Der Datenschutz im Internet soll einfacher werden. Deshalb startet der Verbraucherzentrale Bundesverband eine Online-Petition. Voreinstellungen von Software, Geräten und Diensten sollen künftig so aussehen, dass nur möglichst wenig Daten über die eigene Person preisgegeben werden..

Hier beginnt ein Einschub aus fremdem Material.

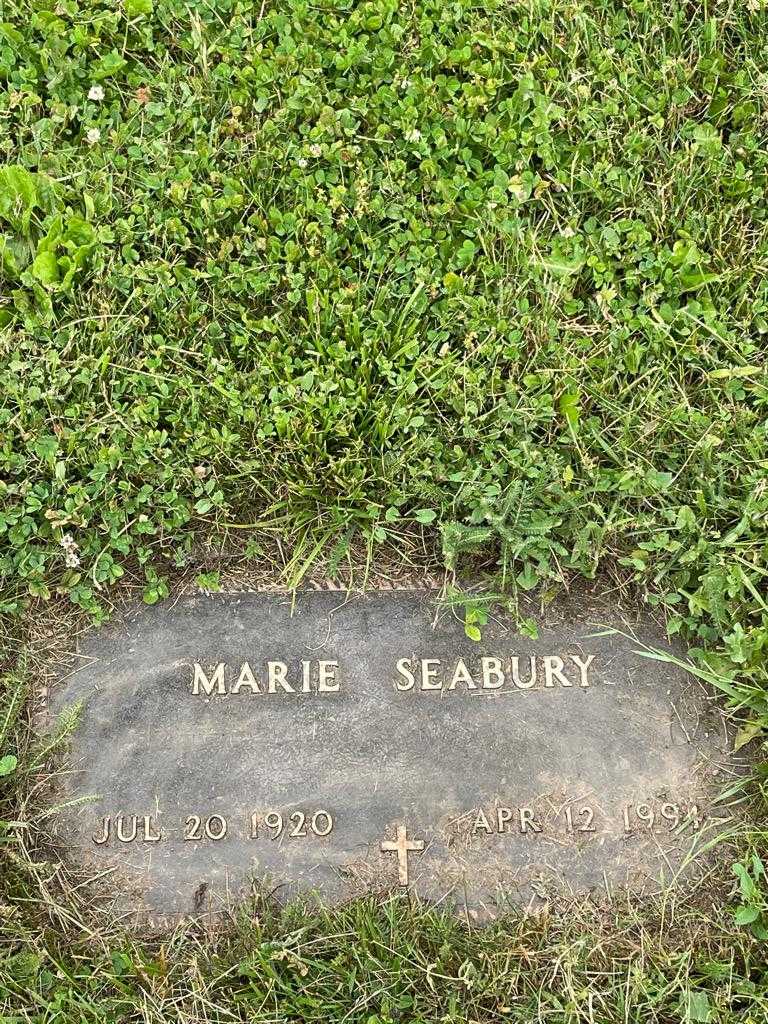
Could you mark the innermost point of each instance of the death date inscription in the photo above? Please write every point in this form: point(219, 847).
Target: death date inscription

Von Philip Banse | 04.10.2011
    Die Verbraucherschützer fordern, dass die Voreinstellungen von Software, Geräten und Diensten so aussehen, dass erstmal nur so wenig Daten wie möglich preisgegeben werden. Wer sein neues Smartphone einschaltet, sich bei Netzwerken wie Facebook anmeldet oder mit einem neuen Computer ins Internet geht, soll sich nicht erst durch versteckte Menüs klicken müssen, um zu verhindern, dass er Daten preisgibt, die er lieber für sich behalten würde. Der Chef des Verbraucherzentrale Bundesverbandes, Gerd Billen, sagte, Datenschutz dürfe kein Expertenprivileg sein:

    "Es kommt drauf an, dass die Voreinstellungen in all diesen Produkten, in all diesen Netzwerken so sind, dass man zunächst datensparsam ist. Man darf nicht gezwungen sein, wie bei Facebook, erstmal durch den Nacktscanner zu laufen, um das Netzwerk überhaupt nutzen können. Es möchte nicht jeder alles von vornherein an alle Welt mitteilen."

    Datenschutz bei Auslieferung des Produkts, der Software – dieses Prinzip soll nach dem Willen der Verbraucherschützer in den deutschen Datenschutzgesetzen verankert werden.

    Theo Geers: Wie ist denn jetzt die Praxis?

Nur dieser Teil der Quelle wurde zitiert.